Guest star Steve Forrest's tour de force performance as Marshal Crown's crony from 'the old days' in Kansas, Wyatt Earp - yes, THAT Wyatt Earp - was sabotaged by a skittish network executive who insisted CBS programming maintain the true-life peace officer's / murderer's / pimp's / horse thief's / faro dealer's / saloon owner's / adulterer's / brothel owner-operator's Boy Scout image. Unless one had read "Cimarron Strip" creator and producer Christopher Knopf's 2010 autobiography, "Will the Real Me Please Stand Up," and now this fascinating, factual tidbit, one wouldn't know because CBS's Mike Dann 'had a cow' with the less-than-pristine portrayal of Wyatt Earp, 'warts and all.'
In his colorful memoir's chapter devoted to "Cimarron Strip," Knopf praises this story's author, Harold Swanton, for "accurately portraying Wyatt Earp as a product of his own invention . . . creating anarchy and then 'heroically' setting about to resolve it. Mike Dann had cats when he saw that one. . . . He made us loop every reference to Wyatt Earp with Wiley Harpe."

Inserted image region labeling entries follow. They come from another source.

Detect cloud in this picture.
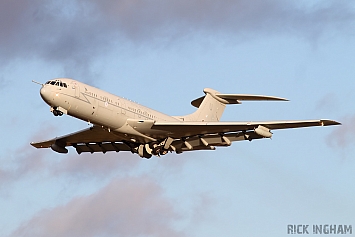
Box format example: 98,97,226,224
0,0,354,74
10,177,184,236
0,126,141,185
327,115,355,148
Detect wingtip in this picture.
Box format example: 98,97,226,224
320,119,342,126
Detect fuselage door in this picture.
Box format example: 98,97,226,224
71,81,80,98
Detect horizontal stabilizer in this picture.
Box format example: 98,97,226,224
191,94,288,108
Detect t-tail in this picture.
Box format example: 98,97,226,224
174,88,288,122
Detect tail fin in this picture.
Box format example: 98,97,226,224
174,88,288,122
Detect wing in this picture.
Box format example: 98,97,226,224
152,119,340,137
31,126,131,154
31,119,340,158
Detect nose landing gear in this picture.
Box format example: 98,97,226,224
51,107,63,116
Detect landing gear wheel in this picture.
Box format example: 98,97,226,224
53,110,63,116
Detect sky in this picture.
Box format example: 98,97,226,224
0,0,355,237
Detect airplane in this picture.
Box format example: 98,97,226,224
31,78,340,159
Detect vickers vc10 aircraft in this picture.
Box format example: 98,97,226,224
31,78,340,158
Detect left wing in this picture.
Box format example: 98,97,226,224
31,119,340,158
152,119,340,137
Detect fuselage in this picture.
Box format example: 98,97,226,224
40,78,178,130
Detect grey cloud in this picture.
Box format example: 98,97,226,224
327,115,355,147
10,177,184,236
0,0,354,71
0,126,140,186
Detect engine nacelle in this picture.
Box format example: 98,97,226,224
254,125,272,138
51,143,68,154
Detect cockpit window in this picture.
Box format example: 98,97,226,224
46,80,68,88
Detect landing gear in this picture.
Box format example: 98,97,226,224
51,107,63,116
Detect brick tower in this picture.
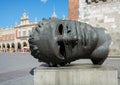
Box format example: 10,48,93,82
68,0,79,20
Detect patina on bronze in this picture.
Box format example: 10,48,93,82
29,18,111,66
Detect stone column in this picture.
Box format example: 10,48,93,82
34,64,118,85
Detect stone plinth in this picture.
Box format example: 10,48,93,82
34,65,118,85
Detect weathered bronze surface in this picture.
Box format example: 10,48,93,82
29,19,111,66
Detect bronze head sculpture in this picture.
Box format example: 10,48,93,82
29,19,111,66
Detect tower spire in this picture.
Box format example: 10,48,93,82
51,7,57,18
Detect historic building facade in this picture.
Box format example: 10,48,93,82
0,12,37,52
69,0,120,56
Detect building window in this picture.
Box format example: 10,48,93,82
23,31,26,36
28,30,31,35
19,31,21,37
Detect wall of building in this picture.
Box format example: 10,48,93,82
0,13,37,52
69,0,120,56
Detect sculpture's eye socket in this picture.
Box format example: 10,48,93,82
58,24,63,35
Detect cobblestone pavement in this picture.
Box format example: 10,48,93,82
0,53,120,85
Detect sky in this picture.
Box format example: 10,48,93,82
0,0,68,28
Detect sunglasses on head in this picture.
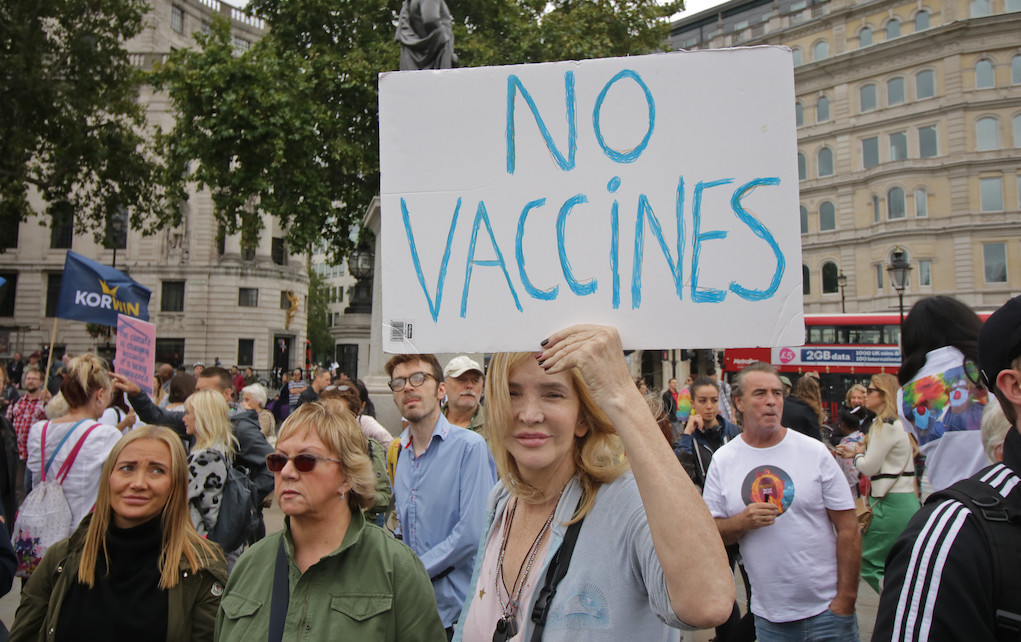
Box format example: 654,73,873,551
265,452,343,473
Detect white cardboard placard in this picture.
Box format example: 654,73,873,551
380,46,805,352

Viewing the story now knowing the man who dresses in black, is super fast on the draw, and reminisces about Earp's past towns like Abilene, Dodge City and Tombstone (site of the territory of Arizona's iconic Gunfight at the O.K. Corral with principals on one side being the Earp brothers and their good friend, Doc Holliday) elevates it to a new level. Fortunately, the regular and guest cast all 'deliver.' A pity Stuart Whitman could not have retrieved the original dialogue tracks for a bonus presentation, in addition to his eight-minute reminisce, on the series DVD set.